Em outro front, a Polônia tem procurado facilitar a vida dos investidores. Um dos resultados desse esforço foi recente anúncio do Banco Mundial segundo o qual a Polônia foi o país que fez os maiores avanços para melhorar seu ambiente de negócios. Ao todo, 185 países foram analisados pela instituição. Para o Banco Mundial, por exemplo, a Polônia vem melhorando seu sistema tributário e elevando o acesso ao crédito. Além disso, desde o fim do comunismo, o país já privatizou cerca de 7.000 empresas. Há ainda aproximadamente 300 companhias estatais.

O país europeu conta com 14 zonas econômicas especiais, onde são oferecidos incentivos fiscais e outros benefícios a empresários locais ou estrangeiros. O governo polonês assegura que há um excedente de mão de obra qualificada, o que, além de beneficiar novos empreendimentos, reduz a possibilidade de haver pressões crescentes por maiores salários.

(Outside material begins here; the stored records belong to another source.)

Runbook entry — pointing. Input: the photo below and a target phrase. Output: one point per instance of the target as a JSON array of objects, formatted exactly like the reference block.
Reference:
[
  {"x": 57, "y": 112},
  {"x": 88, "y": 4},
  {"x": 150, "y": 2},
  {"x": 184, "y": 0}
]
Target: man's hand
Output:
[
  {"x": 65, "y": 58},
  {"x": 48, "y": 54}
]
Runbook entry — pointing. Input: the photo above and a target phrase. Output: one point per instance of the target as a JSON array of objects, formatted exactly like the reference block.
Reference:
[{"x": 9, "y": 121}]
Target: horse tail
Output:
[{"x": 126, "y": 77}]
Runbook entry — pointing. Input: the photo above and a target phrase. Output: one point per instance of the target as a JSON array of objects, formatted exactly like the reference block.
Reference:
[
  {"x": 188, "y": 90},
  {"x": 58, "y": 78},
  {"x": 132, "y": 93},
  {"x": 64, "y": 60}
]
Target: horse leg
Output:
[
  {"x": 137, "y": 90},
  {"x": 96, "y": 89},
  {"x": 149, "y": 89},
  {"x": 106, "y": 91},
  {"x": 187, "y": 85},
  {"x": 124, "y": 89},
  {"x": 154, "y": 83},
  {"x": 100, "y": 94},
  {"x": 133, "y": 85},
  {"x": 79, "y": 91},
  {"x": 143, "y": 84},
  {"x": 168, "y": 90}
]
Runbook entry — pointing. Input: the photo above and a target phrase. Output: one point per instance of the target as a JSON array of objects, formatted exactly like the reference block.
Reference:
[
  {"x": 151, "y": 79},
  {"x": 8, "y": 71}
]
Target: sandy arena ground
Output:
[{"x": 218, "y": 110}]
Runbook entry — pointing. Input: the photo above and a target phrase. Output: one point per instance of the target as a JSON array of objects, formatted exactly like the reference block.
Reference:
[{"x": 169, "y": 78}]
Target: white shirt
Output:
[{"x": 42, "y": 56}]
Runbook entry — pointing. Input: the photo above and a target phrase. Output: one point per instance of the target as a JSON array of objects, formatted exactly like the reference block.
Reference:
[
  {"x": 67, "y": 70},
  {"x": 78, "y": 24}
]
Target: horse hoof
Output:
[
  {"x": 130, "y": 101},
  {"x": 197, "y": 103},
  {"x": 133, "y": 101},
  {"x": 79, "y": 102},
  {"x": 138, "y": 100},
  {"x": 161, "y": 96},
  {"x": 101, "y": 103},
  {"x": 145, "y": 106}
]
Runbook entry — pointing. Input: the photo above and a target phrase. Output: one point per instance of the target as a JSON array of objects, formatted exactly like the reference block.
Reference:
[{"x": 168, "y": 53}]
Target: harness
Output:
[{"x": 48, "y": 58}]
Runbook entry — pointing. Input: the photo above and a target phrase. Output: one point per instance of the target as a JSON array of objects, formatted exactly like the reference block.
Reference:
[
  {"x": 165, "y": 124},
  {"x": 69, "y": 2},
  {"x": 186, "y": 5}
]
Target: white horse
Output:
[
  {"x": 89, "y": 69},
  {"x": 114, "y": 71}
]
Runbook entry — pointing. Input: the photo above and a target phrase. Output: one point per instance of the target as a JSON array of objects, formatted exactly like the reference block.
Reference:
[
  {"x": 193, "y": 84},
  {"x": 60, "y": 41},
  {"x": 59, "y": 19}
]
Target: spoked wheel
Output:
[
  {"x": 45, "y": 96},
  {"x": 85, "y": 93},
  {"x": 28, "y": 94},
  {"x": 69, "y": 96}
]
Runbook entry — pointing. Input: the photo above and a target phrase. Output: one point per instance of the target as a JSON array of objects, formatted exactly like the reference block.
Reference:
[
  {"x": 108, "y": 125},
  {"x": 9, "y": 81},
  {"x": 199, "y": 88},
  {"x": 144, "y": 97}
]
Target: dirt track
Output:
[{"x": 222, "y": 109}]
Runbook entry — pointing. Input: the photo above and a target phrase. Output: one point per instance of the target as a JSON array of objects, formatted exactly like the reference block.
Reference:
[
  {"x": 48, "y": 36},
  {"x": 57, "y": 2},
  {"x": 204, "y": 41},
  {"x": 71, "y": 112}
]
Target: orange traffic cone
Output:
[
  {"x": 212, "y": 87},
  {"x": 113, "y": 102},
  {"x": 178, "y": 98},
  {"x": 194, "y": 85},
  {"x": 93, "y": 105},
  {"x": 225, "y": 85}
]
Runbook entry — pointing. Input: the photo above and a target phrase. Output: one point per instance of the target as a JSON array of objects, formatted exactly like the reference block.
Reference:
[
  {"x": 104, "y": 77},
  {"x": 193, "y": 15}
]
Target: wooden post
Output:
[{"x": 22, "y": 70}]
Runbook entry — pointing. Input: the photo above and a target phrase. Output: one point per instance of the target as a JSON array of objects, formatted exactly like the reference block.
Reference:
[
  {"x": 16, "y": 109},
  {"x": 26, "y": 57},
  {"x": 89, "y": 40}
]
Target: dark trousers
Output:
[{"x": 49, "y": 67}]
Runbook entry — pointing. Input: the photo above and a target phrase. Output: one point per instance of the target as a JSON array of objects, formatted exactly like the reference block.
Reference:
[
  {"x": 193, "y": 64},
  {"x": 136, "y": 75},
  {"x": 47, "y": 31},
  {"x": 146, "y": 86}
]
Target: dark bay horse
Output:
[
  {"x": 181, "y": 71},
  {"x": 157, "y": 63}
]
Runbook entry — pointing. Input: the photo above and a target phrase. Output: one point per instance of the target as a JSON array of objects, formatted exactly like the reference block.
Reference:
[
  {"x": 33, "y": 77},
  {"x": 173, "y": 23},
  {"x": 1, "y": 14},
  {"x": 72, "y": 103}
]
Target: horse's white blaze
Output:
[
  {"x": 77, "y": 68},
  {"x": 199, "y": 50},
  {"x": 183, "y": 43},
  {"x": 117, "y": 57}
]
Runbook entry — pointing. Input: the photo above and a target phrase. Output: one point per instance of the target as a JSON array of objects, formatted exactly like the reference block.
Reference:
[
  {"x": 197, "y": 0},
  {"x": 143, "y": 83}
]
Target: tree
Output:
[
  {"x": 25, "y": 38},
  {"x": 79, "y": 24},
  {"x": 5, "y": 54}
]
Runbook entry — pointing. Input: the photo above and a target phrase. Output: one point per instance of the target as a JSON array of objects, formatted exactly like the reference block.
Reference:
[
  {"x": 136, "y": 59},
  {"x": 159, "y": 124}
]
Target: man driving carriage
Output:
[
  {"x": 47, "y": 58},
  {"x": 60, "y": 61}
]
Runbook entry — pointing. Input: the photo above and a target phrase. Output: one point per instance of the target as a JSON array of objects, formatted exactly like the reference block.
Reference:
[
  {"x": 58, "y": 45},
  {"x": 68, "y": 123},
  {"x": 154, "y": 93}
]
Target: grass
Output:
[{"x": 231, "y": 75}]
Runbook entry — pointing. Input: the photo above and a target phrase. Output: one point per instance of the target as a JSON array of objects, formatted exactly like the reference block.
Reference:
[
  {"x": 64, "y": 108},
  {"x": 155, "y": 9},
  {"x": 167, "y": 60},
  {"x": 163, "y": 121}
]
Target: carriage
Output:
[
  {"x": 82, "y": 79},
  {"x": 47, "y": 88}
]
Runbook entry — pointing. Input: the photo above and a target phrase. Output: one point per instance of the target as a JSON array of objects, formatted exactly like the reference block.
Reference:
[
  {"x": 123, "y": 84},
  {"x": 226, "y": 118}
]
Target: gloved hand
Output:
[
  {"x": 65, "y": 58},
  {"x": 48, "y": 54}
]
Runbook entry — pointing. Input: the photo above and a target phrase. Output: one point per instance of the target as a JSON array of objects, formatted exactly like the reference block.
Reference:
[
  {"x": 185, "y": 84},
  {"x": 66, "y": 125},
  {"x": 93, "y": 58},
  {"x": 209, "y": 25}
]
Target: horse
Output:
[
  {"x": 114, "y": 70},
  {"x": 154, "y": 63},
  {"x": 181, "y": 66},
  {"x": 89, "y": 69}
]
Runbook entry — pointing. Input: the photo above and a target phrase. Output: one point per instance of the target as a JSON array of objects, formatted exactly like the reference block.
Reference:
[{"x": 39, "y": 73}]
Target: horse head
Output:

O país, porém, tem desafios a enfrentar a médio e longos prazos. O tratado de adesão à União Europeia assinado em 2004 pela Polônia determina que o país adote o euro. Mesmo assim, a intenção do governo é só passar a fazer parte da zona do euro depois do fim da atual crise financeira e de o bloco passar por reformas estruturais, com medidas que aumentem a regulação bancária e facilitem a gestão da dívida dos países da região.

"Estamos obrigados a adotar o euro, mas em nenhum momento se determinou um prazo para a entrada na zona do euro. É uma situação que nos beneficia", ponderou o membro do Conselho de Administração do BC polonês.

Outro desafio é construir as bases para manter um crescimento econômico sustentável, num cenário em que alguns países da UE tentam reduzir o orçamento comum do bloco. Hoje, a Polônia é o principal beneficiário dos fundos europeus, que destinarão € 68 bilhões ao país entre 2007 e 2013. O país já investiu 80% desses recursos, sobretudo na melhoria da infraestrutura rodoviária, ferrovias, redução de danos ao meio ambiente, qualificação profissional e apoio ao setor produtivo. O montante entre 2014 e 2020 ainda está em negociação, mas os poloneses esperam que os recursos totalizem entre € 70 bilhões e € 80 bilhões.